May I interrupt? Deputy Jan O'Sullivan must attend a vote, as must other members. The Deputy has a question.

On the situation at Portlaoise, particularly Professor Naughton's letter, can Professor Drumm give us an assurance that if in future a clinician expresses concern, he or she will know where to express that concern and that there will be a response?

Professor Brendan Drumm

The HSE will respond. However, there is not a place I go in Ireland on a daily basis where clinicians do not express the concern that their systems are under-resourced.

There must be a system whereby they would know where they can go with their concerns and where those concerns will be responded to and investigated if necessary.

Professor Brendan Drumm

Absolutely. I hope that answers Senator Fitzgerald's question.
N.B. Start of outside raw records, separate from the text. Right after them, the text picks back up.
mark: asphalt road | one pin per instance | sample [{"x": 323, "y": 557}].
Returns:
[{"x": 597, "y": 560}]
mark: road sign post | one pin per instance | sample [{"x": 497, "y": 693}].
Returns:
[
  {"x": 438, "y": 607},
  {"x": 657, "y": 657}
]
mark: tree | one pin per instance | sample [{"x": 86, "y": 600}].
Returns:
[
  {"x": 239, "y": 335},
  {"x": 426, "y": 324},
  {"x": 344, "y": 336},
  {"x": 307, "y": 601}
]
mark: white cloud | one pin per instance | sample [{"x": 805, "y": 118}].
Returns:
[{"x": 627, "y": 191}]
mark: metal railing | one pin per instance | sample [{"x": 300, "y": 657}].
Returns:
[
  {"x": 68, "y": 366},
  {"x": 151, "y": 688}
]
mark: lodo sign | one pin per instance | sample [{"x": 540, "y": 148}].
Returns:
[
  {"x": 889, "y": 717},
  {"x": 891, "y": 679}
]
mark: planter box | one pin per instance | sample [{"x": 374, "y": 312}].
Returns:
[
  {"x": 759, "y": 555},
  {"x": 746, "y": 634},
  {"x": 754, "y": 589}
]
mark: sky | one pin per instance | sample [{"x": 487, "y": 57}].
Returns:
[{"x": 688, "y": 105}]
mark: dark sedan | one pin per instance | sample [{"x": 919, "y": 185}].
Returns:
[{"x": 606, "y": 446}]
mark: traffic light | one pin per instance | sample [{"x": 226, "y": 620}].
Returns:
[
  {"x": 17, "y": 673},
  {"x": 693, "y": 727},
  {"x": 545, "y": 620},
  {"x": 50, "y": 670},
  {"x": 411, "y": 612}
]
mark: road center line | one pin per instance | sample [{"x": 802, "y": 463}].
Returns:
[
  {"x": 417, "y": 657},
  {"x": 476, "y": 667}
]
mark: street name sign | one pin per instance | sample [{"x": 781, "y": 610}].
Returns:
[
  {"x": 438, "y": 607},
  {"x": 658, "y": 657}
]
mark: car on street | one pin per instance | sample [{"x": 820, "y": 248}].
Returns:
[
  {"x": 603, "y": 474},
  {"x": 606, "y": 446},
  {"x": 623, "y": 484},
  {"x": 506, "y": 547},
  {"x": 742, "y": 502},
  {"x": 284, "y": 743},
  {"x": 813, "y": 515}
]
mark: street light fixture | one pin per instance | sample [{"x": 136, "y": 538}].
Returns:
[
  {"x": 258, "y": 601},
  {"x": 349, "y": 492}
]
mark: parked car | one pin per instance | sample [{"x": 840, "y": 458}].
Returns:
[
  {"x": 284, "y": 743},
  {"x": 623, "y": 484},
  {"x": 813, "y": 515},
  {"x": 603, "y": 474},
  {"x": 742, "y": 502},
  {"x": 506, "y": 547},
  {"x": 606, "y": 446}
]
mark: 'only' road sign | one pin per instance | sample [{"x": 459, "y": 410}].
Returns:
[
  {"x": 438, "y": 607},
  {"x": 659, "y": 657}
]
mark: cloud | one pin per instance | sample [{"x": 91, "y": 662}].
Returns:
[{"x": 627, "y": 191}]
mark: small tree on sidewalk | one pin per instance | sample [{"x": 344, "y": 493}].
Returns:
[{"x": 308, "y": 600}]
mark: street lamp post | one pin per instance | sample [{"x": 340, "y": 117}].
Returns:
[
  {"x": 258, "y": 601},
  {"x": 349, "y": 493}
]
Will Professor Drumm address the incident reports, the fact so many were filed and the guarantees that this will not happen again?

Professor Brendan Drumm

A huge amount of risk management was in place in the midlands. This takes us back to the question of how we deal with this issue. There needs to be a completely different response to risk management and serious incidents. The answer to the overall question, which was also raised by Senator Fitzgerald, is that a serious incident unit will be put in place.

On the issue of cohorts, the patients were being brought back by Professor Naughton to be seen by him as a surgeon. The cohort came into play when, for all sorts of reasons, the whole issue blew up. To be fair, at that stage the patients deserved to be seen very quickly. This links to Deputy Allen's question as to why do we not have all the information on Cork. Because we wanted to protect these people, it was thought we should not put that information out there until everybody was informed and until the study was completed. This needs to change completely, which we accept.

I dealt with the budget in some detail earlier. I said we faced a €250 million to €300 million challenge, which could grow depending on demand-led schemes.

We must wrap up as it is 1 p.m. Before I do so, I promised the Parents for Justice group that I would write to the Attorney General to ask him to come before the committee. I have a communication dated 11.15 a.m. this morning stating the Attorney General is declining the invitation to come before our meeting as his principal role is adviser to the Government and he is not obliged to explain advice given outside that forum. I will talk to the Parents for Justice group following this meeting.

I thank the Chairman for chairing the meeting and Professor Drumm and his team for attending.

I thank Professor Drumm and everybody involved. I apologise for running over time.

The joint committee adjourned at 1.05 p.m. until 3 p.m. on Tuesday, 11 March 2008.